The results were staggering. Looking back at just the first months after implementation—March through August—the team identified approximately $70,000 in duplicate timesheets. Then from September to December, they found another $100,000. The district recovered the money from employees who had been overpaid, and the duplicate-checking script now runs monthly as a standard part of the payroll cycle.

The Operational Leverage Hidden in Workflows

The improvements extended beyond time and dollar savings. The district gained visibility into approval bottlenecks, clearer audit trails, and the ability to move work forward even when key staff were out of the office.

When the Washington state auditors reviewed Yakima's payroll processes, they were impressed by the level of visibility the new system provided. For the first time, the district could prove which timesheets had been submitted, when they were approved, and whether duplicates existed—something that was impossible with paper.

Implementation That Moved at District Speed

Yakima's team worked cross-functionally to define what the district needed. Sergio leveraged Informed K12's user API to sync with the district's Active Directory, automating adding all employees into the system. This eliminated the burden of individually managing user permissions and reduced the ongoing maintenance.

The Informed K12 implementation team responded to feedback and made changes within hours—allowing the district to test, refine, and confirm that workflows were working as intended without waiting weeks for updates. The speed of iteration meant the district could implement with confidence.

Expanding Beyond Timesheets

What started with 10 timesheet workflows has grown into a district-wide digital transformation, bringing mileage claims, student accident reports, employee accident reports, and more onto the platform.

Every form now lives in a centralized place where employees can track their submissions and see exactly where things stand.

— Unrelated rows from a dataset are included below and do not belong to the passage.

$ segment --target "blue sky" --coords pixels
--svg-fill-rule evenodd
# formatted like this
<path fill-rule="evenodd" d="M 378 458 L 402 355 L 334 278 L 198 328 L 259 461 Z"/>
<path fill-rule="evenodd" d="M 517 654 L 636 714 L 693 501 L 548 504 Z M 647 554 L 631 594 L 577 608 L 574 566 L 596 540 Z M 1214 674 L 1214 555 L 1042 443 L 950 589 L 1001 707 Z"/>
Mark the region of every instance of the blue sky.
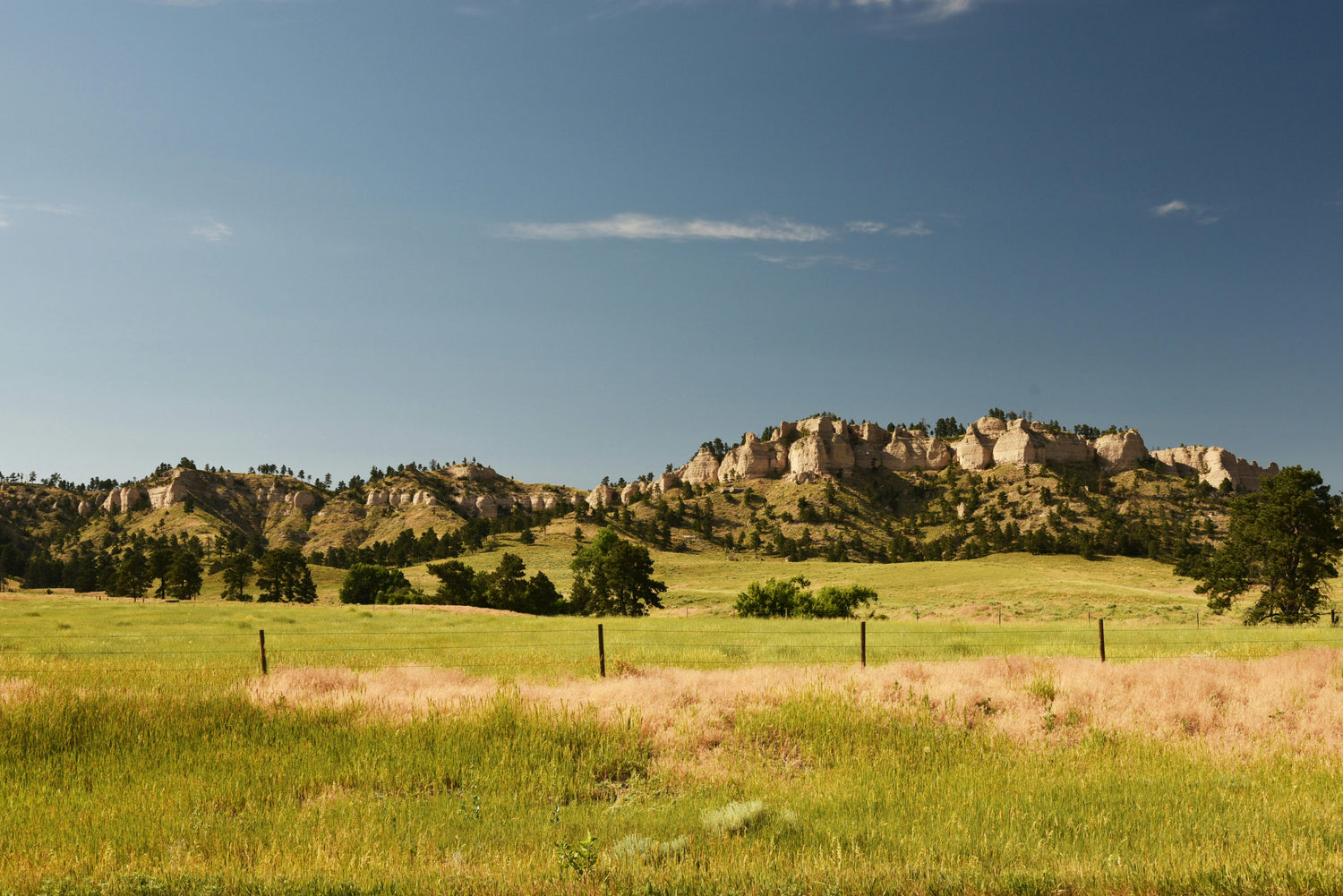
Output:
<path fill-rule="evenodd" d="M 991 406 L 1343 486 L 1343 7 L 15 0 L 0 470 Z"/>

Attachments travel with the form through the entire approval chain, so that nothing gets lost between desks.

"We've been looking for a product like Informed K12 for years. We had looked at several different products and never found one that could do what we needed it to do. From the first meeting, I was intrigued and excited because I felt like we had finally found a solution."
—Shari Chapman, Director of Payroll

The Path Forward

Most districts aren't struggling because staff aren't capable. They're struggling because the systems in place weren't designed for the demands of today's operations.

Yakima's experience demonstrates that improving payroll workflows doesn't require replacing core systems or embarking on massive transformation projects. It requires connecting the systems already in place with tools that make them more accessible, more visible, and more effective.

The hidden costs of "good enough" payroll processes are real. And for districts navigating budget pressures and staffing shortages, eliminating those costs isn't optional—it's essential.

"In today's world with the way school financing is, you can't do business the way you've always done it. You've got to make some changes to move forward."